Sejumlah lagu seperti “Mungkinkah”, “Laguku Milikmu”, “Siapa Kamu”, “Karenamu”, hingga “Mengapa Ada Lagi Bayangmu” juga menjadi bagian dari katalog musiknya.
Namun, di balik perjalanan panjang tersebut, kecintaan Tito terhadap jazz fusion dan funk tetap tumbuh.
Kini, melalui “Ketika Ku Termenung”, ia seperti memperoleh kesempatan untuk membuka kembali pintu yang dahulu belum sepenuhnya terbuka.
Warna pop tetap ada, tetapi sentuhan jazzy membuat karya tersebut terasa memiliki karakter yang berbeda. Bukan sekadar mengulang formula musik masa lalu, melainkan mempertemukan pengalaman seorang musisi senior dengan selera musikal yang sejak lama menjadi bagian dari dirinya.
Lagu ini tidak hanya berbicara mengenai karya baru seorang penyanyi yang pernah berjaya pada zamannya. Ia juga menjadi semacam catatan perjalanan tentang bagaimana seorang musisi bernegosiasi dengan zaman.
Dahulu, industri mungkin meminta “pop manis”.
Kini, ketika teknologi digital memberi ruang yang jauh lebih luas bagi musisi untuk menentukan arah karyanya, Tito dapat menghadirkan warna yang lebih personal.
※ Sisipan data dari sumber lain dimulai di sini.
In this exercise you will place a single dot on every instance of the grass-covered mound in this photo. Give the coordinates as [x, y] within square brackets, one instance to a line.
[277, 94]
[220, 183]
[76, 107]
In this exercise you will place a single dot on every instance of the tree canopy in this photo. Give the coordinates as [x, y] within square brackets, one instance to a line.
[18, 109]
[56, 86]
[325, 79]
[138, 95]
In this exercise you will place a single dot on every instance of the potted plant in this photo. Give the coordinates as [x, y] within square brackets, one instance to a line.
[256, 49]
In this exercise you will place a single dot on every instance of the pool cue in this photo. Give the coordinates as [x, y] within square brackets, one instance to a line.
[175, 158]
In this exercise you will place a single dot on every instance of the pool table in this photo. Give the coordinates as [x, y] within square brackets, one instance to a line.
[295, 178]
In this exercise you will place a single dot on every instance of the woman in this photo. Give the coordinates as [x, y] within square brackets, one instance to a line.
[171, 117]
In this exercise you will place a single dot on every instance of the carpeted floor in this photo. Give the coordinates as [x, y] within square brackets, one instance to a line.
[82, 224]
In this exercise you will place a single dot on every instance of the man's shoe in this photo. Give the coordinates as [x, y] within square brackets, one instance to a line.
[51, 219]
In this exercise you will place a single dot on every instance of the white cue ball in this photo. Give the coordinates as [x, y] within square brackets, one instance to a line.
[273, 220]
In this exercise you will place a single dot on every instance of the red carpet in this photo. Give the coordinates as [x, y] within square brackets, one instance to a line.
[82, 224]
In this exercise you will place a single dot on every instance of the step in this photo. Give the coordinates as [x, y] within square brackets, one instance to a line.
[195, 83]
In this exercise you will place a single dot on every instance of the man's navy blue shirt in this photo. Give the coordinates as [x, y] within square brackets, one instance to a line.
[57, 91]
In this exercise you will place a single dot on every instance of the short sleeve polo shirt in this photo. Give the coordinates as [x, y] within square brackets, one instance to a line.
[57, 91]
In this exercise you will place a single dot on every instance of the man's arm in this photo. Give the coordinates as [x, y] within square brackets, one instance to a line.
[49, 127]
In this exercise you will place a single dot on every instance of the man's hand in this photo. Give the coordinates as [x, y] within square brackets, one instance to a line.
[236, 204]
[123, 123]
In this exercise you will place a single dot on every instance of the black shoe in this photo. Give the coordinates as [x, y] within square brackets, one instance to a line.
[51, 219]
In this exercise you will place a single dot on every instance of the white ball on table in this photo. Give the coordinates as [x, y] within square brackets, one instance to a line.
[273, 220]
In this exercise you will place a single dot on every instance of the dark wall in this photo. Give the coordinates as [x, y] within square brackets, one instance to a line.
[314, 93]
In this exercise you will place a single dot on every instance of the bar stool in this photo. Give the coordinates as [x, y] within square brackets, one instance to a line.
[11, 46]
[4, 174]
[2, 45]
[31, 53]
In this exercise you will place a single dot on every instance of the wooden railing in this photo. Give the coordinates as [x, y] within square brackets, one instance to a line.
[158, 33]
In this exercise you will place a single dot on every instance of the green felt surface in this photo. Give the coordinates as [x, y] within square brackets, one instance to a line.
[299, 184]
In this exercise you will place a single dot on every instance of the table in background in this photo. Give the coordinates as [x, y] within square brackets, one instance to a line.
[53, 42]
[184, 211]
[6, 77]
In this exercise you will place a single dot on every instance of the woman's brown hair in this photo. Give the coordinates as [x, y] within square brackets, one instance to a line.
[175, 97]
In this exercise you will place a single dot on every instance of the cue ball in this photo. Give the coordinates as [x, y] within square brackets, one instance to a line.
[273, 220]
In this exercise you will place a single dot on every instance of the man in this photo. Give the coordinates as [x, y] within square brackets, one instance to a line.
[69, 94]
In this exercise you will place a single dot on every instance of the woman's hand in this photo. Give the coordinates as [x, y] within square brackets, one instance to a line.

Jarak waktu puluhan tahun justru membuat pertemuan itu terasa istimewa.
Tito tidak harus meninggalkan akar pop yang membesarkan namanya. Ia hanya menambahkan sesuatu yang sejak lama menjadi bagian dari dirinya: jazz, fusion, dan funk.
“Ketika Ku Termenung” akhirnya menjadi semacam pernyataan musikal Tito Soemarsono hari ini.
Bahwa selera musik seorang musisi bisa saja berubah mengikuti zaman, tetapi kecintaan pada warna tertentu tidak selalu hilang.